Whilst it makes great TV, in a practical sense it is all a bit daft. For a start, whilst we hope that these genuinely are 18 great ideas, we all know that even by the time we get down to the interview stage with the final five, only two at best actually work. You do come away from watching it fearing for the British economy if this is where our future lies.
But let’s not worry about that. Instead, we will bask in the glory of one of the greatest episodes of all times. The task was to design a room in a luxury hotel. Team Graphene (the girls) went for golf, while Team Vitality (the boys) plumped for Best of British Tourism. Both proved to be gloriously bad. The girls had a feature wall paper that seemed to resemble something closer to the inside of a spaceship off a cheap sci-fi show, and the boys decided to vomit colour and child-like drawings over the place.

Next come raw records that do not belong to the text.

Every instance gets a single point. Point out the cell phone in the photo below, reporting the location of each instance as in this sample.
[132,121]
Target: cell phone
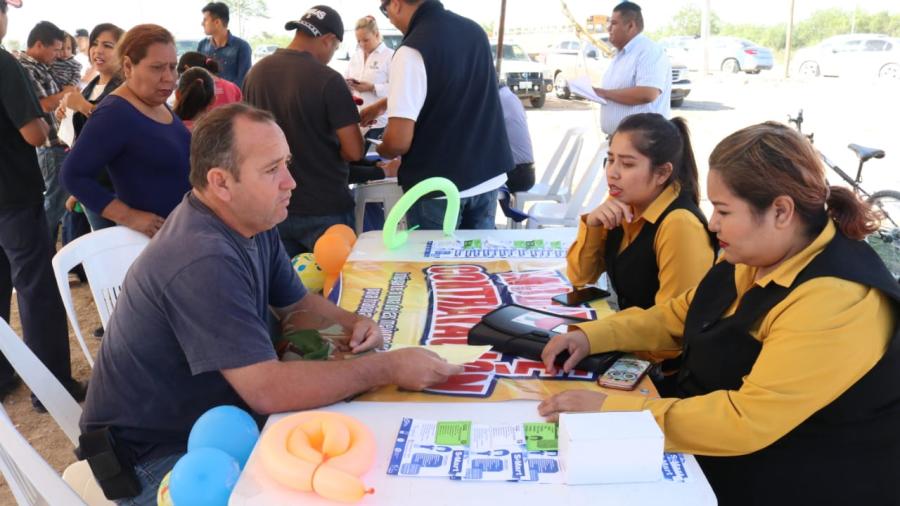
[581,296]
[624,374]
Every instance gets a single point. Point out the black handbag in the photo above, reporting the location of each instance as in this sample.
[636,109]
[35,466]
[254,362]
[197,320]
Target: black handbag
[523,331]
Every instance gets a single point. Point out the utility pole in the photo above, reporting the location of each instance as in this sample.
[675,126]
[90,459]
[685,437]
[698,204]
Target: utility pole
[787,42]
[500,37]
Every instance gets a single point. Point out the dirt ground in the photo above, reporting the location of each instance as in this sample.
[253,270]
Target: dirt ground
[40,429]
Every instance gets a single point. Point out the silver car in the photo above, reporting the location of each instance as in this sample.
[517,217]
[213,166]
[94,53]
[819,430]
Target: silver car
[859,55]
[730,54]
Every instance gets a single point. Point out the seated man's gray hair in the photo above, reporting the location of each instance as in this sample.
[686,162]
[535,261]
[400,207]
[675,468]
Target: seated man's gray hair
[630,11]
[212,144]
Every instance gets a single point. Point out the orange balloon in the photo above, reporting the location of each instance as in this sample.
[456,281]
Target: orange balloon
[331,251]
[330,280]
[344,231]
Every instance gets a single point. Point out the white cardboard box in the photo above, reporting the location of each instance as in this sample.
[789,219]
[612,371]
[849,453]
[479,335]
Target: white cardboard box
[613,447]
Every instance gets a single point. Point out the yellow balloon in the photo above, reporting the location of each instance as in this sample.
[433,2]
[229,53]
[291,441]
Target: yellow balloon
[312,276]
[163,498]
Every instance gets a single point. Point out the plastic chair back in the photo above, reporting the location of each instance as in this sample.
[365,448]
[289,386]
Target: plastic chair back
[591,187]
[30,477]
[59,403]
[106,256]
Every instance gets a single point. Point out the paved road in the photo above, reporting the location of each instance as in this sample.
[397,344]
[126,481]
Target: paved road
[839,111]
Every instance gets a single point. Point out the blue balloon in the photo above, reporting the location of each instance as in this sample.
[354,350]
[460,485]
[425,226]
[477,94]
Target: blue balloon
[227,428]
[204,477]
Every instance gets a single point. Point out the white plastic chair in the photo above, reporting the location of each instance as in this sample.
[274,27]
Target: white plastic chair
[385,191]
[106,256]
[591,190]
[64,410]
[30,477]
[58,401]
[556,183]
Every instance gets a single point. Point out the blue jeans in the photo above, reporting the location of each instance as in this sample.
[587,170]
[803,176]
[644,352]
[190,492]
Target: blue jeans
[51,160]
[475,213]
[150,475]
[299,233]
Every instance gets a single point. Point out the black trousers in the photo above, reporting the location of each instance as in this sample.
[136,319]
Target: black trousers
[25,265]
[521,178]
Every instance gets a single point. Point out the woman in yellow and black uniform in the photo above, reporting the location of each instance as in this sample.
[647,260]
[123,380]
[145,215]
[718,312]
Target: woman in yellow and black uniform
[789,391]
[649,236]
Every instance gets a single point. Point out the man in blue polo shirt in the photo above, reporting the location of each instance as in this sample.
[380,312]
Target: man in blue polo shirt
[444,114]
[191,325]
[232,53]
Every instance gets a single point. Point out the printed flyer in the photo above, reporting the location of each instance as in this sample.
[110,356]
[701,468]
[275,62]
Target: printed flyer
[435,303]
[467,451]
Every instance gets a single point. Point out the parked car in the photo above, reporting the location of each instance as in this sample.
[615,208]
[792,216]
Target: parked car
[183,46]
[341,59]
[729,54]
[571,58]
[524,76]
[861,55]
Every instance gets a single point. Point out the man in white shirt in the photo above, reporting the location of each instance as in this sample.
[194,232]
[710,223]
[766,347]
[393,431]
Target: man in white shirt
[639,79]
[444,114]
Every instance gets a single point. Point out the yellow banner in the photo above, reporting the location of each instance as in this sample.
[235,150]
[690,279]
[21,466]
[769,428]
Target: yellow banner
[435,303]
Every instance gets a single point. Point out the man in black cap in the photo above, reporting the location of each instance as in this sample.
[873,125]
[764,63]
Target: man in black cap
[313,105]
[83,39]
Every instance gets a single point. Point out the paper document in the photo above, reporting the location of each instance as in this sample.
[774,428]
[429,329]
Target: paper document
[581,85]
[458,354]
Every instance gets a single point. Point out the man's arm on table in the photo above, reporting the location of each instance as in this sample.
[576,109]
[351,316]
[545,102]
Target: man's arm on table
[351,142]
[274,386]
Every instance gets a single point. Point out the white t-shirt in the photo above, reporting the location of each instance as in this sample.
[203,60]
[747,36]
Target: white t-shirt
[375,69]
[408,85]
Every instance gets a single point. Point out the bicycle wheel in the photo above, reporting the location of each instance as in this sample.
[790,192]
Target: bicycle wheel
[886,241]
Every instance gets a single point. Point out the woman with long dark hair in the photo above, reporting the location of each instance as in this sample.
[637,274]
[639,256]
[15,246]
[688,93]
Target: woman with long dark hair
[102,55]
[133,133]
[650,235]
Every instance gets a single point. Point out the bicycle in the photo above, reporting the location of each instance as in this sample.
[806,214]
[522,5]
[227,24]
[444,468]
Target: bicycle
[886,203]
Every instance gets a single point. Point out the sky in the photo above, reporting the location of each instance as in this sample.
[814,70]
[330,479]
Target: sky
[182,17]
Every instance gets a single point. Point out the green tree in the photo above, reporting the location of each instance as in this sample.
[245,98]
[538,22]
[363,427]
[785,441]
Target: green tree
[242,10]
[687,21]
[268,39]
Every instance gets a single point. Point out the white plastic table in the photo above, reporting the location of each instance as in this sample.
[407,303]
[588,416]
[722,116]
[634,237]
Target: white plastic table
[370,245]
[255,488]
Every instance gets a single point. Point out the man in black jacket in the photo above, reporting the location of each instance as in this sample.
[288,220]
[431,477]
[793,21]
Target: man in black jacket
[444,114]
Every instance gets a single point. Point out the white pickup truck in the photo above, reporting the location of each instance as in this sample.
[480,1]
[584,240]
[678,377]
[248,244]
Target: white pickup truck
[571,58]
[525,77]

Of course, what we really makes it are the applicants. The girls’ team included Elizabeth, who wielded a tape measure with such manic force she resembled a pass-agg version of Edna from The Incredibles. This was coupled with a tendency to interfere with everyone else’s work rather than do her own, angrily staring at her sub-team leader when reprimanded for doing so.
Meanwhile, on Vitality, maths genius Jeff refused to do any of the figures, insisting his history of break dancing meant he was destined to be a designer. We even got to see a little demonstration. If anyone has seen the American Dad episode where Steve tries to become a backing dancer, then you are in the right ball park. Meanwhile, the buying team went on a spending spree and, with Jeff busy proving he was the next Lawrence Llewelyn-Bowen, got the figures wrong.

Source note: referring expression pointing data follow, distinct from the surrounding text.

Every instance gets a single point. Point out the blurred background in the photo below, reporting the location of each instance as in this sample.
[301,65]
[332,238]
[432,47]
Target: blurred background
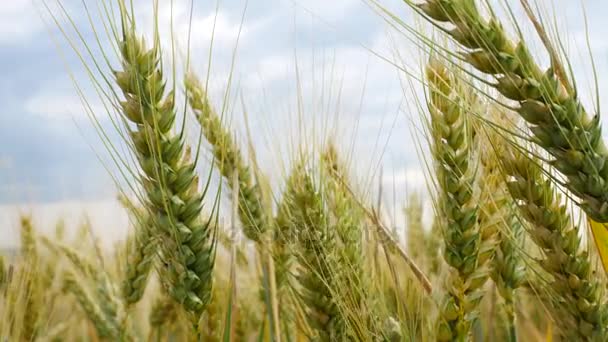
[301,68]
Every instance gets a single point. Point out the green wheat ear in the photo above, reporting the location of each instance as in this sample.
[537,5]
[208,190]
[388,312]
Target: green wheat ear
[229,161]
[173,198]
[451,147]
[585,311]
[498,217]
[558,121]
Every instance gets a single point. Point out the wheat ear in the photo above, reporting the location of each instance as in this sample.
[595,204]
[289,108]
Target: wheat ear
[498,218]
[451,148]
[142,251]
[553,231]
[32,291]
[347,218]
[557,119]
[316,255]
[415,230]
[105,328]
[174,200]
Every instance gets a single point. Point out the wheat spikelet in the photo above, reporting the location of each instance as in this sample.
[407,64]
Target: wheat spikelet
[557,119]
[3,273]
[32,291]
[347,218]
[163,313]
[451,148]
[140,259]
[229,160]
[415,230]
[552,230]
[316,254]
[105,328]
[497,218]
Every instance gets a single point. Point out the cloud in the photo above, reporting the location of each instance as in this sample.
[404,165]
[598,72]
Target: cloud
[55,105]
[19,20]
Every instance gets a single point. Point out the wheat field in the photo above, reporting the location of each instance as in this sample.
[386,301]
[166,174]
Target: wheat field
[211,235]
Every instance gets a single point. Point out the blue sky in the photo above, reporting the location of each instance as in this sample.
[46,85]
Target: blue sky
[49,149]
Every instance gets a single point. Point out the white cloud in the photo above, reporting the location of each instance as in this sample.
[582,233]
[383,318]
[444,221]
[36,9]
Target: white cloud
[19,20]
[56,105]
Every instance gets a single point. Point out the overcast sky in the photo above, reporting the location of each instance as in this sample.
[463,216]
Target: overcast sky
[48,148]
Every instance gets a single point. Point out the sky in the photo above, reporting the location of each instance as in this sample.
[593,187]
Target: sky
[315,51]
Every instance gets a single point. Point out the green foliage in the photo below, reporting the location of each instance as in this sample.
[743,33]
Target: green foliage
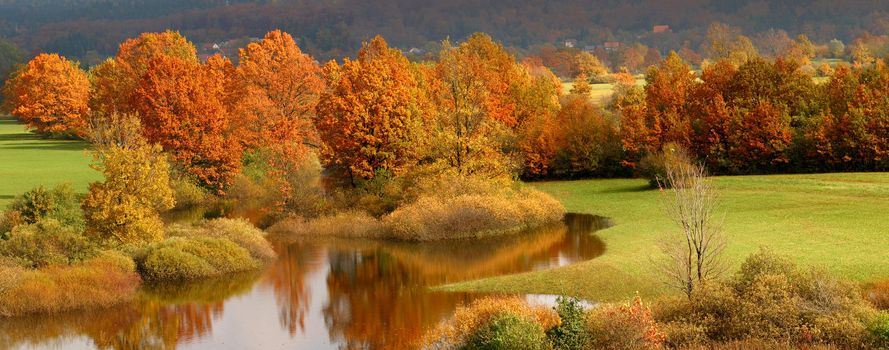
[238,231]
[46,242]
[571,333]
[507,331]
[770,298]
[125,208]
[107,279]
[179,258]
[59,203]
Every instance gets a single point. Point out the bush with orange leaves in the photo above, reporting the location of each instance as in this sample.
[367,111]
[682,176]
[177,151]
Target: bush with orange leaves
[629,326]
[467,320]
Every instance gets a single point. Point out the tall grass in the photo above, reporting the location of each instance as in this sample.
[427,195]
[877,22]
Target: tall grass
[105,280]
[470,215]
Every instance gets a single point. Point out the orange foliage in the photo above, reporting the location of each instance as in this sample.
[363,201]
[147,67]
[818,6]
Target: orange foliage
[281,87]
[50,94]
[369,119]
[181,104]
[116,81]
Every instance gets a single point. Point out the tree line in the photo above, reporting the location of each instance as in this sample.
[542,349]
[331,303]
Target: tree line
[474,110]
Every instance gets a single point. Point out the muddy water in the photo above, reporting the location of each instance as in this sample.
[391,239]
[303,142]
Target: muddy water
[330,294]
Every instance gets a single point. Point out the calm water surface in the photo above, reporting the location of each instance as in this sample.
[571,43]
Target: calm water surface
[328,294]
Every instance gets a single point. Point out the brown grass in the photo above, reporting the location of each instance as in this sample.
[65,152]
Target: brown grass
[467,216]
[342,225]
[468,319]
[103,281]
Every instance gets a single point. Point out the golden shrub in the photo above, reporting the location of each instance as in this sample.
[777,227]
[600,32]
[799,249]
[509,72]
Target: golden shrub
[105,280]
[469,215]
[351,224]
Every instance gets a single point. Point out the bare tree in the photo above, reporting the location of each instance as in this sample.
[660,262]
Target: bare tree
[121,130]
[693,253]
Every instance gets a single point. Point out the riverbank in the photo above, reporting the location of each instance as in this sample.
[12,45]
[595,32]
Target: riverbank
[832,222]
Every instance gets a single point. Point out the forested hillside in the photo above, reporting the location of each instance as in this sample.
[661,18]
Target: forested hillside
[331,29]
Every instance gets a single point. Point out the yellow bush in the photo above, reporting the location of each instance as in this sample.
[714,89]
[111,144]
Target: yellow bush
[105,280]
[454,332]
[180,258]
[462,216]
[350,224]
[238,231]
[624,327]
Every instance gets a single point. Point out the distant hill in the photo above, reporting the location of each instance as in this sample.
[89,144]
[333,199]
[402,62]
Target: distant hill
[87,29]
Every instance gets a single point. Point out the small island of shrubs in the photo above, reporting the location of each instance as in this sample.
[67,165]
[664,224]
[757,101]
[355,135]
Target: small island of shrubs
[770,303]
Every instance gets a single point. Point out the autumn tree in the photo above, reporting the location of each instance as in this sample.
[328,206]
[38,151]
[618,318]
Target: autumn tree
[589,65]
[281,88]
[116,81]
[474,115]
[125,207]
[581,86]
[836,48]
[50,94]
[589,140]
[181,104]
[664,116]
[536,95]
[726,42]
[369,119]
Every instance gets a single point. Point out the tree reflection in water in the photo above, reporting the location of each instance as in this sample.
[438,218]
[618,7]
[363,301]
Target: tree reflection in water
[365,294]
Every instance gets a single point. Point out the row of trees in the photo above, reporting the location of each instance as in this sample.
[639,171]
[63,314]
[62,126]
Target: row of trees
[475,110]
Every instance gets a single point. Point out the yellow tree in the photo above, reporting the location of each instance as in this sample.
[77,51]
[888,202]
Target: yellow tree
[370,117]
[50,94]
[125,207]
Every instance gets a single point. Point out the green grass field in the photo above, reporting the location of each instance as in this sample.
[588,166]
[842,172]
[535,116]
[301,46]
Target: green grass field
[834,222]
[27,161]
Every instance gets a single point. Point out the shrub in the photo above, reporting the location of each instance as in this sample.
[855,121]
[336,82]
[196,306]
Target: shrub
[180,258]
[238,231]
[653,166]
[770,298]
[351,224]
[436,217]
[107,279]
[571,333]
[457,331]
[59,203]
[45,243]
[683,334]
[878,328]
[506,331]
[624,327]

Neither project manager was much cop. Bushra issued instructions but didn’t do any work, although considering what she did produce, that is probably a good thing. Ross tried his best, but spent the entire episode having to react to the problems caused by others. The girls won purely because their minimalist room had less wrong with it, although this was arguably because there was less in it to be wrong.

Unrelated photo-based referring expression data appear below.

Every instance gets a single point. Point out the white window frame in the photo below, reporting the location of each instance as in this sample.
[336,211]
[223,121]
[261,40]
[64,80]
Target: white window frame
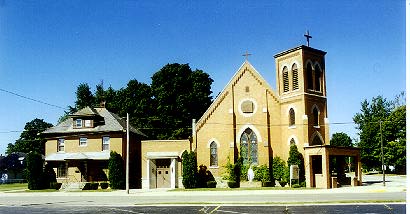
[104,143]
[88,123]
[60,143]
[82,141]
[78,123]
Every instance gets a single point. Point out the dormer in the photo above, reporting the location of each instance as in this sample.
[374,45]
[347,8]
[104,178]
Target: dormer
[86,118]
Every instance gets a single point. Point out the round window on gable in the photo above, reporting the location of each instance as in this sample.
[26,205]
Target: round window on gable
[247,107]
[247,89]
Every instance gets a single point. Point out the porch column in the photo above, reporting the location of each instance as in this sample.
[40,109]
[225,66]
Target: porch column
[173,173]
[308,170]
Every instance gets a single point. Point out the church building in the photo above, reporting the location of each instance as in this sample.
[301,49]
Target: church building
[250,119]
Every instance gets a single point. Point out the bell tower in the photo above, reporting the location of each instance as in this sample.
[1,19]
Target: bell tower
[301,85]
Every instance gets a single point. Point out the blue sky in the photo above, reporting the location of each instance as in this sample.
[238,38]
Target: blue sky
[47,48]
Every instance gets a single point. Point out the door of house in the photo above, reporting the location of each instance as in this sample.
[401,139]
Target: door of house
[163,174]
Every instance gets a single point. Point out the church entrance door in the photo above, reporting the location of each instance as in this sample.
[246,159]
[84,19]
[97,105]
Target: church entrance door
[249,147]
[163,173]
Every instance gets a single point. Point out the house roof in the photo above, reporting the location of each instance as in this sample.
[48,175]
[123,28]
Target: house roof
[110,122]
[62,156]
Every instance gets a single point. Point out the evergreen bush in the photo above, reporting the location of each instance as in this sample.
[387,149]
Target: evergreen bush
[116,172]
[189,171]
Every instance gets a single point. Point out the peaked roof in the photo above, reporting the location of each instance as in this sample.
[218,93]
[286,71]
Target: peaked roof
[112,123]
[246,66]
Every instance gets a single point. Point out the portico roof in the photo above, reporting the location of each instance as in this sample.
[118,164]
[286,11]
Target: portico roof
[62,156]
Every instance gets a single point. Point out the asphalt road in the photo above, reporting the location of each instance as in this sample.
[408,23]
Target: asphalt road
[363,208]
[240,197]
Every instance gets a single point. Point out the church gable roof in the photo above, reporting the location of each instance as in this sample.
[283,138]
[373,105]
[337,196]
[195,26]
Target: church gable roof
[244,68]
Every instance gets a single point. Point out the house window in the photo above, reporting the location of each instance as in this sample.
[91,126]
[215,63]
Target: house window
[106,143]
[83,141]
[285,79]
[62,170]
[295,80]
[315,117]
[78,123]
[60,145]
[88,123]
[214,154]
[291,117]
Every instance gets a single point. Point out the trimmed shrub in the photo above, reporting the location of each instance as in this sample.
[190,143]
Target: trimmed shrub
[116,172]
[283,183]
[211,184]
[104,185]
[262,173]
[233,184]
[189,170]
[295,186]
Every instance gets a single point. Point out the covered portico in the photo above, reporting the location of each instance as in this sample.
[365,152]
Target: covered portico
[162,170]
[318,165]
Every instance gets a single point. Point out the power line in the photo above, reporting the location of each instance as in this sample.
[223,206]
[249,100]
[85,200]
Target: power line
[32,99]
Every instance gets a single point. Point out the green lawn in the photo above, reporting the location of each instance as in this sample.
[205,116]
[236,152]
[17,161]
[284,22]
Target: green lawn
[13,187]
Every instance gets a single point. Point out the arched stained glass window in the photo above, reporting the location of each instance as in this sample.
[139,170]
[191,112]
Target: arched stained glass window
[291,117]
[249,147]
[318,78]
[295,77]
[213,154]
[285,79]
[292,142]
[315,117]
[317,141]
[309,76]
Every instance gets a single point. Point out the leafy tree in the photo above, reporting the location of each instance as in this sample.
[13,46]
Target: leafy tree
[84,97]
[116,174]
[35,173]
[30,139]
[180,95]
[189,170]
[391,116]
[341,139]
[278,169]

One of the most joyful moments of the episode was in the boardroom. Under fire for his performance, Ross committed the cardinal sin of telling Lord Sugar to shut up. To be fair he did it politely, but this is a no-no. Yet I actually agree with him – he was giving a fairly straight forward and eloquent answer yet was facing unnecessary hostility. Lord Sugar plays on the image of being the tough tycoon, but he would benefit from actually listening rather than steaming on at times.
So, do we have any decent candidates? Well, Michaela seems quite grounded. There are a few on both teams who have been fairly quiet that as numbers dwindle could step forward. Twelve weeks could knock some of them into shape enough. We best hope so. Because so far, I have little faith in most of them.